Indeed you might ask! Rowan Lamont is happy to answer you with a straight face.

There comes a time, usually after a few longer rides, where riding in your running shorts or cut off jeans just isn’t as convenient as you once thought and you find yourself in a bike shop staring at a rack of cycling shorts thinking to yourself, “What is this all about?”

Some of the common ailments we experience from wearing non cycling-specific shorts are chafing, rubbing, saddle sores and uncomfortable, damp clothing. Unlike the simple lycra shorts you see people wearing at the gym, or poking out from under footy players team kit, cycling shorts are made chock-full with features that help to make riding a bicycle more comfortable.

The traditional black lycra cycling shorts, often referred to as ‘knicks’, help reduce chafing and rubbing by hugging your legs so material doesn’t flap around or painfully bunch around the groin. Lycra is generally used as it is stretchy and helps sweat evaporate by drawing it away from the skin, reducing the likelihood of clammy wet areas which can exacerbate chafing. The more panels of material used to make a pair of knicks, the better the fit is likely to be, as the material is able to contour around your body and legs making movement less restrained. Check the stitching is flat-locked not simply seam-sewn so that the edges of the panels lie flat and do not press into your skin. There are often silicone grips at the end of each leg that help to prevent the material rising up through the pedalling motion.

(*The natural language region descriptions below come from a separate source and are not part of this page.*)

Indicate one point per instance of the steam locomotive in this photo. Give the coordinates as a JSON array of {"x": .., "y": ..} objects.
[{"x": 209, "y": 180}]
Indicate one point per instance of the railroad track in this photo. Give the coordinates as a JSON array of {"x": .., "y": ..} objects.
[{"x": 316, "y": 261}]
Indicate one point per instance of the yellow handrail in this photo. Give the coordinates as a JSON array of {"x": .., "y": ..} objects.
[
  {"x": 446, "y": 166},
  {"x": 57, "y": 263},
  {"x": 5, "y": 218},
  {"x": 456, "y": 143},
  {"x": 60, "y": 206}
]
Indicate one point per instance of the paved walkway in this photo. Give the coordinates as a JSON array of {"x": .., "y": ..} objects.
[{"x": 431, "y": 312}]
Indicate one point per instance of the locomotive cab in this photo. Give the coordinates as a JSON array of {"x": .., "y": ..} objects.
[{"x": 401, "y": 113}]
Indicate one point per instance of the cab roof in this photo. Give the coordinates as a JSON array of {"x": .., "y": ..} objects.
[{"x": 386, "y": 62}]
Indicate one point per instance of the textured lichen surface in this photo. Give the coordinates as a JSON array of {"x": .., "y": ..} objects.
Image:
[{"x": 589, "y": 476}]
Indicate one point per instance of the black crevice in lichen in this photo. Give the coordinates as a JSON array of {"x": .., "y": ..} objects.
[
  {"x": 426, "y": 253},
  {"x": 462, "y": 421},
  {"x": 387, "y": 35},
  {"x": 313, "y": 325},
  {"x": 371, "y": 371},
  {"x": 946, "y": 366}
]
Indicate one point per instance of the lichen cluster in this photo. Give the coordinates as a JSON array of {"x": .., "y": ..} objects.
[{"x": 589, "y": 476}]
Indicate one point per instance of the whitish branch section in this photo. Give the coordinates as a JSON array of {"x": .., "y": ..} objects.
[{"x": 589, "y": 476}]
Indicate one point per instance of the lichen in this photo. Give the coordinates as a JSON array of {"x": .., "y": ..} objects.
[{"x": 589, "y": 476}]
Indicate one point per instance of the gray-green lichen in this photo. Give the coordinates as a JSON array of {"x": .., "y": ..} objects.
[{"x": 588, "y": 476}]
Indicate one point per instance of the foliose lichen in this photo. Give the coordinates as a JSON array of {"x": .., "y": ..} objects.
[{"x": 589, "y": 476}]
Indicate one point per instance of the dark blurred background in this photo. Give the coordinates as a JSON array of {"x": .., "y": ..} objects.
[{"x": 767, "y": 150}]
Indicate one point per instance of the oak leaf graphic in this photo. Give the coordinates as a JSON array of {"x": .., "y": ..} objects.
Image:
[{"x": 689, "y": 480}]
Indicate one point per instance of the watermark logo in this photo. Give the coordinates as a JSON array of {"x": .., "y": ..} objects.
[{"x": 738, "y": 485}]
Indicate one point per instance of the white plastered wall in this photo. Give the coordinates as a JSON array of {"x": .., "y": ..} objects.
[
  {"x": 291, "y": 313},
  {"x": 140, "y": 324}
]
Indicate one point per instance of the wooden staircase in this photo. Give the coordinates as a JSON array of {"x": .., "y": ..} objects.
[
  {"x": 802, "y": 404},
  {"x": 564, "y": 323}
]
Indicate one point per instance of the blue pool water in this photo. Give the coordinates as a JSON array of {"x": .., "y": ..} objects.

There are tales from yester-year about old-school Tour de France riders placing a thin cut of steak in their shorts to keep their derrière happy in the saddle!  Fortunately those days are long gone and inside the knicks is a padded chamois stitched into the gusset. This helps protect the sitting area particularly if you are in the saddle for longer periods of time. Synthetic chamois are generally used although some high-end shorts use a natural leather which is very comfortable but requires care to keep soft and in good condition.  Look out for the bacteria-resistant varieties which help avoid fungal cultures from inhabiting areas you really wouldn’t want them. Synthetic chamois also do a great job at pulling sweat away from your skin and drying quickly, so there is less chance of nappy rash symptoms. This is particularly worth bearing in mind if you are riding in hot or humid places. Likewise there is often a small terry towelling area inside the front of the shorts to prevent wind chill from creeping into delicate areas should the air temperature drop!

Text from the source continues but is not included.